Когда мы со Стрибором пришли на Норвежскую 8, в дом, где теперь жила одна моя мама, на стеклянных дверях, ведущих во двор, висела смертовница [39]с пятиконечной звездой, именем и фотографией Мурата Кустурицы. Это зрелище было только первым шагом к окончательному осознанию смерти моего отца. Когда у тебя умирает близкий человек, время не течет обычным образом. И сам ты, в то самое мгновение, когда слышишь эту новость, немного умираешь. Хуже слышишь, тише говоришь, становишься чем-то вроде едва горящего уличного фонаря, от которого непонятно, есть ли вообще какой-нибудь свет. И только добравшись до места похорон, только тогда ты снова, не желая быть мертвым, полностью оживаешь.
Стрибор посмотрел на фото своего деда и спросил:
– Кончится ли это все когда-нибудь?
– имея в виду несчастья, обрушивающиеся на нас одно за другим, а я ему ответил:
– Хоть и кажется что нет, лучше так не думать, ведь это не может продолжаться бесконечно.
Подумал я, как же тяжело приходится Стрибору. Хотелось мне как-то его утешить и развеселить. Так же, как когда-то мой отец успокоил меня, когда я сам впервые увидел мертвеца. Развеял тогда отец страх смерти перед моими глазами с той же легкостью, с какой могучий северный ветер разгоняет на небе облака. Воспоминание об этом потом, когда было необходимо, укрепляло мою раненое сердце. Если про смерть можно сказать, что она «непроверенный слух», то эта лучшая анестезия, обезболивающая ужас конца человеческой жизни.
То, как отец умалил смерть, сведя ее на уровень газетного афоризма, снова и снова приходило мне в голову, вместе с воспоминаниями об отцовском остроумии и его радостном, герцеговинском характере, возвращая мне присутствие духа.
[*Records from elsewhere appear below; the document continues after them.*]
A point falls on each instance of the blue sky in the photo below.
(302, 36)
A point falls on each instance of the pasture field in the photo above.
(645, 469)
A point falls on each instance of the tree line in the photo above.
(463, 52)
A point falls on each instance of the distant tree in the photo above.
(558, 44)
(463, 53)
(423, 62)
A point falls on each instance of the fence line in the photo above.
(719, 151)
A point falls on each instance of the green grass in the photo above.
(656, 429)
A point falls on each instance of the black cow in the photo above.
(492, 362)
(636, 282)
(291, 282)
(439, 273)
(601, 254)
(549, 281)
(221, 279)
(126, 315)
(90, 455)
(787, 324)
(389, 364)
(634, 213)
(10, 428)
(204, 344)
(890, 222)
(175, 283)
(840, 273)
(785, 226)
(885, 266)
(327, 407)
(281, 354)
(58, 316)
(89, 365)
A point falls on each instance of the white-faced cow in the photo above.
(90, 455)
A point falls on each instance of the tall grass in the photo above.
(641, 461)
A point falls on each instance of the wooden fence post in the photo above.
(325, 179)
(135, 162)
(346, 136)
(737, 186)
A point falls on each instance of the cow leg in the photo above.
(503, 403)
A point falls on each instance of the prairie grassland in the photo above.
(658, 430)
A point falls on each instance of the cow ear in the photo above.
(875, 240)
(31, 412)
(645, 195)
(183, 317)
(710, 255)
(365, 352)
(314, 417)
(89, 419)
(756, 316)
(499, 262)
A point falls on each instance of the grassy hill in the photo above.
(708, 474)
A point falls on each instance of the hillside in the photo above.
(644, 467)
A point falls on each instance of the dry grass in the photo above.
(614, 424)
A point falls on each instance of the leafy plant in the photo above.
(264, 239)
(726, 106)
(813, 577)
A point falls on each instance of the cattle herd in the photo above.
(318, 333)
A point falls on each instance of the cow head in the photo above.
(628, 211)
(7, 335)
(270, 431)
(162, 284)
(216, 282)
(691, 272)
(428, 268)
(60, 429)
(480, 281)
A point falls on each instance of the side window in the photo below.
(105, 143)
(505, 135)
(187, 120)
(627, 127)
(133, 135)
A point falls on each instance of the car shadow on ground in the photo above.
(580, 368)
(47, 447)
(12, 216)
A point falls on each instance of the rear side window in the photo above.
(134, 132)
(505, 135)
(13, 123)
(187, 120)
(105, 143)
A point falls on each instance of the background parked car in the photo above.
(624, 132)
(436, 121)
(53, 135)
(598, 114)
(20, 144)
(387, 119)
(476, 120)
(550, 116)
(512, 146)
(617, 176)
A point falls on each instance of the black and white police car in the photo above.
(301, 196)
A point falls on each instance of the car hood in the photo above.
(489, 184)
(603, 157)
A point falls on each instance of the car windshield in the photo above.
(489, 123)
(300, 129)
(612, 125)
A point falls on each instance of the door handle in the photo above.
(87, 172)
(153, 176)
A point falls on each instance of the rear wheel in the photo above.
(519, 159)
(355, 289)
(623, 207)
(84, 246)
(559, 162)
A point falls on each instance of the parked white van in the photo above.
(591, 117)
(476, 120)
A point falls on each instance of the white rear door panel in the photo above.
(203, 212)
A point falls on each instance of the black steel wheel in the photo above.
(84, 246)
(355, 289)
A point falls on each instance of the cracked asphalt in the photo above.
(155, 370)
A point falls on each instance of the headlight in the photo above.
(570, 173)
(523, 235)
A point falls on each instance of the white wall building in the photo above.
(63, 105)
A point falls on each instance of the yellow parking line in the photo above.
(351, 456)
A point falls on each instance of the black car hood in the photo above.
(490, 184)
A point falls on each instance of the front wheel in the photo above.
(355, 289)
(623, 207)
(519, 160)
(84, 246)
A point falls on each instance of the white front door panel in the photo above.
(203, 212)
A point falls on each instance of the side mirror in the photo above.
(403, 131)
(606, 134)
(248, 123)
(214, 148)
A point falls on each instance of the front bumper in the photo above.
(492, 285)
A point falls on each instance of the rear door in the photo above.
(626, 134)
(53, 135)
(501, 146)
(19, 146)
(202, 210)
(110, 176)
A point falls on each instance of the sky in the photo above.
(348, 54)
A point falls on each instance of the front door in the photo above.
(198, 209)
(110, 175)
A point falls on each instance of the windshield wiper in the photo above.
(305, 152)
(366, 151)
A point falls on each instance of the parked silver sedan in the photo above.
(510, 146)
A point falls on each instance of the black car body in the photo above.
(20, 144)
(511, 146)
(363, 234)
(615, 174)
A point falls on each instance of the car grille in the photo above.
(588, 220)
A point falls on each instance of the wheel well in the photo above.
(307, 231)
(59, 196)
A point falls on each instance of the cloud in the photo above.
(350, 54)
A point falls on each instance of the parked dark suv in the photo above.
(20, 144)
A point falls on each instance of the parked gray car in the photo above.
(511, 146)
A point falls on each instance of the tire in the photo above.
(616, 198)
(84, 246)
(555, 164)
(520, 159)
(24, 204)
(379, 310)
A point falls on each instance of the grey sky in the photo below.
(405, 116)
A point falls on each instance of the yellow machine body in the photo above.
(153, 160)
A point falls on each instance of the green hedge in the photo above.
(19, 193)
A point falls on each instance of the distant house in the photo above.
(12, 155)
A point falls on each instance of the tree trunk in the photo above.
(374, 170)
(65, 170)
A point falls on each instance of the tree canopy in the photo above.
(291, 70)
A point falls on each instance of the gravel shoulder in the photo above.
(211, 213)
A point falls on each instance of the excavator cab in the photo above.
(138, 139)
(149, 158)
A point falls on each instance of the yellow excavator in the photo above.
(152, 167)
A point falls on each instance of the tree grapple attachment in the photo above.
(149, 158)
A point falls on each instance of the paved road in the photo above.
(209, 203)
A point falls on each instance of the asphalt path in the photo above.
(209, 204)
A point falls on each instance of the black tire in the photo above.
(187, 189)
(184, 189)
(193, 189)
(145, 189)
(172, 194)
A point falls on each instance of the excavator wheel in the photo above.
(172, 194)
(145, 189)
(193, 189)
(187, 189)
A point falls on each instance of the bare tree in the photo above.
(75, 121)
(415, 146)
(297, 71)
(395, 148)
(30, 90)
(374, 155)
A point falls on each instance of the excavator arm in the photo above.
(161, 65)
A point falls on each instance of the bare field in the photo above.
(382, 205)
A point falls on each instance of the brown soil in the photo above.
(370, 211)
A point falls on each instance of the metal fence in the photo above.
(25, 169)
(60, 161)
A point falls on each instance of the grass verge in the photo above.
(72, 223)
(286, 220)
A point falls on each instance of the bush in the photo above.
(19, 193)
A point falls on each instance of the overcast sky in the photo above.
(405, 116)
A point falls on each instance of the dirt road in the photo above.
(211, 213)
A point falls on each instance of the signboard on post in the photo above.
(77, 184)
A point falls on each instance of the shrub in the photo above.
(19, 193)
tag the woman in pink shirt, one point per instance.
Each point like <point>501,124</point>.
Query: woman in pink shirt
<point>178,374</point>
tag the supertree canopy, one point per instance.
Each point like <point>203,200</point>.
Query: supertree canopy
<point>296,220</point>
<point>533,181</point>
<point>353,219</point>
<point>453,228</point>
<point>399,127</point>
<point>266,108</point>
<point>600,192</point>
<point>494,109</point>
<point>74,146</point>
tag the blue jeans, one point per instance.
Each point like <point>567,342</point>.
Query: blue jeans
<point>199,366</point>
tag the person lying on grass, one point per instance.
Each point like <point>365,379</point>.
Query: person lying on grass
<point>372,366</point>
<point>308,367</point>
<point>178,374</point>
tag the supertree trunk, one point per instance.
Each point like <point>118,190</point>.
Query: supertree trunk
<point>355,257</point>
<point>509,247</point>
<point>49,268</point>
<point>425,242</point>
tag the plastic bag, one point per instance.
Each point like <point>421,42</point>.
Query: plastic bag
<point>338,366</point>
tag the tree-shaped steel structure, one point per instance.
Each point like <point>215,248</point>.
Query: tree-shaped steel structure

Неважно, насколько тяжел свалившийся на тебя груз, главное, не надо тащить его на своих плечах. И хорошо иметь отца, способного объяснить, как совладать с тяжестью постигшего тебя несчастья.
Из какого источника мой, ныне уже покойный, отец черпал теплоту и нежность, откуда родом было его заразительное очарование, благодаря которому в друзьях у него ходила половина Сараево? Как стал он важнейшим столпом, поддерживающим здание моей жизни? Родителей его я едва помнил. Но их история и есть тропинка, ведущая прямиком к источнику и запруде, которые я стремился обнаружить.